Milligan Group spent years amalgamating more than 70 individual titles to create a super-site straddling the new Hunter Street Metro station, resulting in a Bates Smart-designed tower that would rank as the world's tallest hybrid timber structure. Escalating construction costs, capital structure complexity and a softening office market steadily compressed the developer's financial headroom. A non-binding $685 million acquisition agreement with Lendlease fell through last year; Cbus Property subsequently secured a 50 percent stake, with main construction still targeting a late 2026 start and practical completion in early 2030. The administration filing puts both that timeline and that partnership under urgent review.

Under Australian insolvency law, Hardy and Coneyworth must convene an initial creditors' meeting within eight business days of appointment, giving affected parties their first formal read on the situation. The administrators also determine whether site activity continues, which directly affects whether demolition workers, contractors and trade staff remain active or face an immediate standdown. For a project of Halo's complexity, with active demolition underway and layered lender arrangements in place, every decision in those first 30 days carries downstream consequences for cash flow.

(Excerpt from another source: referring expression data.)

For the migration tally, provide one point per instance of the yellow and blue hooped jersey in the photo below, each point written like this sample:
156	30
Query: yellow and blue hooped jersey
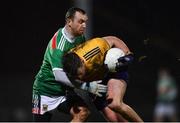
93	53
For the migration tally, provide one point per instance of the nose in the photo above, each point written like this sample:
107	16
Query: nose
84	25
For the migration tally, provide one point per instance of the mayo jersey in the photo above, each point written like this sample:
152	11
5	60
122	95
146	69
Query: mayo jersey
93	53
45	83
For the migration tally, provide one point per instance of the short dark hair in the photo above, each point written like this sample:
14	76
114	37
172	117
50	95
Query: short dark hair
71	63
71	12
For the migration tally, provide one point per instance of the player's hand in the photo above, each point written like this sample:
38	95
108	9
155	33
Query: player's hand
95	87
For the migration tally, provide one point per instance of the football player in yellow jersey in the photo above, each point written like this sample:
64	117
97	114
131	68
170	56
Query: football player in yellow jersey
86	63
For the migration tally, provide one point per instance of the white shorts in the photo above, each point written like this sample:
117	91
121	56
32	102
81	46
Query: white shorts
42	104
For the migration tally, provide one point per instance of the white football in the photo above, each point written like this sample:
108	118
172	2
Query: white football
111	58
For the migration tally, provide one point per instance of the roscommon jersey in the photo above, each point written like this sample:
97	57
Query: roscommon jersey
93	54
45	83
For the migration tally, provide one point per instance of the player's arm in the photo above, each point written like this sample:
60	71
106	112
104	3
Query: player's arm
93	87
116	42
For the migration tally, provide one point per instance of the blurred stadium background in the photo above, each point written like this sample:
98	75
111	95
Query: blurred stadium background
150	28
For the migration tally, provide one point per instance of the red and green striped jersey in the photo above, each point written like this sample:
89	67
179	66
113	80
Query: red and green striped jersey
45	83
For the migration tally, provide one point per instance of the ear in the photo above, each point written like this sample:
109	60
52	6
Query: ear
69	22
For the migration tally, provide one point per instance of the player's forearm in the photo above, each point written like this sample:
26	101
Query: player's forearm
61	77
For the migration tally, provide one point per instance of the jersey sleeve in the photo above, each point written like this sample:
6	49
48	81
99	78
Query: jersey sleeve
56	58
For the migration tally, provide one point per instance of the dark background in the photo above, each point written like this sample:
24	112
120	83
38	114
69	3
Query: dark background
150	29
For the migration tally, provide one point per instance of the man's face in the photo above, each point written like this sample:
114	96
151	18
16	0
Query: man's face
81	72
78	24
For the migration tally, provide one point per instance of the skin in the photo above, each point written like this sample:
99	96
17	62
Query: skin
77	25
116	90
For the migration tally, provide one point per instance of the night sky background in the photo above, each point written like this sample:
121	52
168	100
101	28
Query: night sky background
150	28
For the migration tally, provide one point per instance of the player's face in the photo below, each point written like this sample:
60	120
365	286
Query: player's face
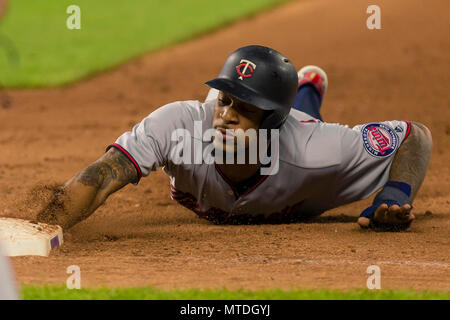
232	113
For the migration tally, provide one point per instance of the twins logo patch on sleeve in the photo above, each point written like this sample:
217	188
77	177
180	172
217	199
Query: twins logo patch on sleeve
379	139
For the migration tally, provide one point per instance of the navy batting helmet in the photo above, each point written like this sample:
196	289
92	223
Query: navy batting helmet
262	77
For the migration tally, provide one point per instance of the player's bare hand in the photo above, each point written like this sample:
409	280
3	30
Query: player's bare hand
393	215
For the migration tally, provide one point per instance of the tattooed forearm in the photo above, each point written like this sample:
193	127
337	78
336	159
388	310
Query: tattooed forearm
411	161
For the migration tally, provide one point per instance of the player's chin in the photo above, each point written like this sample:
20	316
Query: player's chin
363	222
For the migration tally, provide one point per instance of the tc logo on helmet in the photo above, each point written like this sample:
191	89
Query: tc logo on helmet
246	65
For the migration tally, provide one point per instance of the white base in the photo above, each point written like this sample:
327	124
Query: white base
23	238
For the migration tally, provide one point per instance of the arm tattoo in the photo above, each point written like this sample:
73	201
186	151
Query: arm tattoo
113	166
411	161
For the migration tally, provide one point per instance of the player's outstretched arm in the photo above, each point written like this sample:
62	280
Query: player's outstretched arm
84	193
406	174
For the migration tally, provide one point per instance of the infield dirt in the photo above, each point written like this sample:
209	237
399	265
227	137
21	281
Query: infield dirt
141	237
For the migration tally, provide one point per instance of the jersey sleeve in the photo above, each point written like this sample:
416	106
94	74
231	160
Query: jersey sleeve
148	144
367	152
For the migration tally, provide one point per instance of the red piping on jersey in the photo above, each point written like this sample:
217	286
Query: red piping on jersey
129	156
408	131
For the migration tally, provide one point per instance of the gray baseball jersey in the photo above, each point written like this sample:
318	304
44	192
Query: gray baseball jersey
321	165
8	290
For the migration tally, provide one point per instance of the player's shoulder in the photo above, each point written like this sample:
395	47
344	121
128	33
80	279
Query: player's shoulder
193	109
311	143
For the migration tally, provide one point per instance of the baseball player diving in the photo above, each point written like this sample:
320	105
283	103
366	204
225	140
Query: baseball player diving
257	151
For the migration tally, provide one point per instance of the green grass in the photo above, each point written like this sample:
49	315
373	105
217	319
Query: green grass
37	49
147	293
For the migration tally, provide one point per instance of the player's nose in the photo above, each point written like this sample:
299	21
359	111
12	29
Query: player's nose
229	115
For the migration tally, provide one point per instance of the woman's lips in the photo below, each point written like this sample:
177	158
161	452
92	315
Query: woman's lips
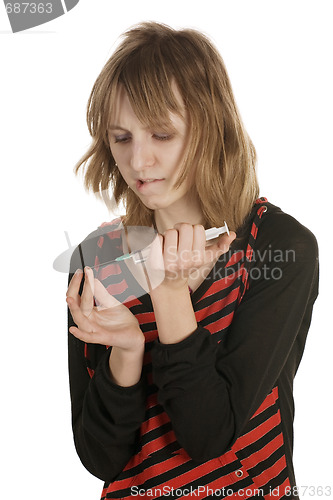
142	185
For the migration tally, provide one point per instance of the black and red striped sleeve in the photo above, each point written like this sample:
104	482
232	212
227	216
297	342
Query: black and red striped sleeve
106	418
210	390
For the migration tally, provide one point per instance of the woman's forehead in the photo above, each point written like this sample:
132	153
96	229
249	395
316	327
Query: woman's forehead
122	108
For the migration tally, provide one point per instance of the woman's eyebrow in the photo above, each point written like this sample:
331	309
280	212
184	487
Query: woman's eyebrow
116	127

The likely goal is a Deed of Company Arrangement. Rather than immediate liquidation, a DOCA would allow the entities to restructure under agreed creditor terms while preserving the development approval that Milligan worked years to secure. Both Hardy and Coneyworth have navigated this territory before: they served together as receivers and managers on Mosaic Brands Group in October 2024, and Coneyworth administered Vast Renewables as recently as November 2025.

For KPMG restructuring professionals assigned to Halo, the engagement spans construction contract review, site valuations, lender negotiations and statutory creditor reporting simultaneously. Mid-level staff cycling through those workstreams gain exactly the hands-on exposure that insolvency career tracks are built around, though the public and political visibility of a project this size demands equally rigorous quality oversight at every step.

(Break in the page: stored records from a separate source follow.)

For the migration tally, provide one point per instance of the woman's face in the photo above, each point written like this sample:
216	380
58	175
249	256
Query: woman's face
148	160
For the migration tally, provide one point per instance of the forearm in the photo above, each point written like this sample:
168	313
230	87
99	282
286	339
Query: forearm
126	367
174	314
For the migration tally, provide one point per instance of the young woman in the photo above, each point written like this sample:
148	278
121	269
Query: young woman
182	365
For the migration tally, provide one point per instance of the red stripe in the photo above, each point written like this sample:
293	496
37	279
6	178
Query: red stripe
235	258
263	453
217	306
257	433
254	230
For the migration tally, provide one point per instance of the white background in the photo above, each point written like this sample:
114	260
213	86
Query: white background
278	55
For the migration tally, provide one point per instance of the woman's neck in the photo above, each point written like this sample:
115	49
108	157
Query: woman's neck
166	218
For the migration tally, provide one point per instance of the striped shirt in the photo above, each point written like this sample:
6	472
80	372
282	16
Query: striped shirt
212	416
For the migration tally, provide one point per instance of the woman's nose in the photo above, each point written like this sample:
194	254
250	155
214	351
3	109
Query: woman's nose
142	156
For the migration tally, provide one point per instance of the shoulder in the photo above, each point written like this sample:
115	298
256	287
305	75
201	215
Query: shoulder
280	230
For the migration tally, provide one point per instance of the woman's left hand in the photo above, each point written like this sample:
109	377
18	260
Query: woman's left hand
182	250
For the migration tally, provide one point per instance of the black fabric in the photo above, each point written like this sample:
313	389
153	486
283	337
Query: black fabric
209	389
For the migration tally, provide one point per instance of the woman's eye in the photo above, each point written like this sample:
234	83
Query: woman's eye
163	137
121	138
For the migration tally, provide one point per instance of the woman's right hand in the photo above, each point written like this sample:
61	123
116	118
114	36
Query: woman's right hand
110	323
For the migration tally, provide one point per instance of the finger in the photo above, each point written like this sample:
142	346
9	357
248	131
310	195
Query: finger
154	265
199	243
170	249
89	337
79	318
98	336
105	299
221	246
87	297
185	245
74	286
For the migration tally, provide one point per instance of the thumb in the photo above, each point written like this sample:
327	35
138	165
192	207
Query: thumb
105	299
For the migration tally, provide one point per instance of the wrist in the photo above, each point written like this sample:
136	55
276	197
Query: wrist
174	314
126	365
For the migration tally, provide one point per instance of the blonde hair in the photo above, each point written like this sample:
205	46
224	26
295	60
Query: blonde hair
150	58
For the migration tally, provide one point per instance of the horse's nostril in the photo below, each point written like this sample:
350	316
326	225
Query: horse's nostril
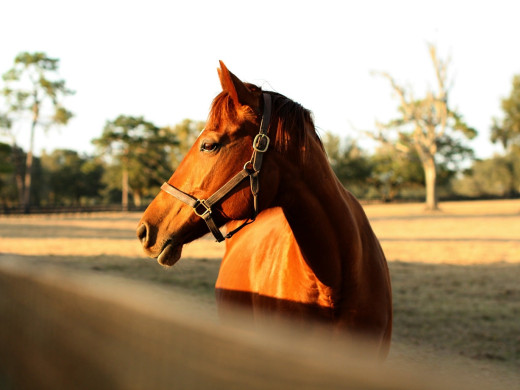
142	233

The single watch item for all stakeholders is whether Cbus Property's 50 percent stake survives the administration intact. That institutional partnership was the closest Halo came to a stable capital foundation after years of financing turbulence. If it holds under restructured terms, the project retains a credible path to construction. If it does not, what remains is a highly leveraged site on one of Sydney's most prominent undeveloped CBD corners, with a long creditor queue and an uncertain outcome for everyone still waiting to be paid.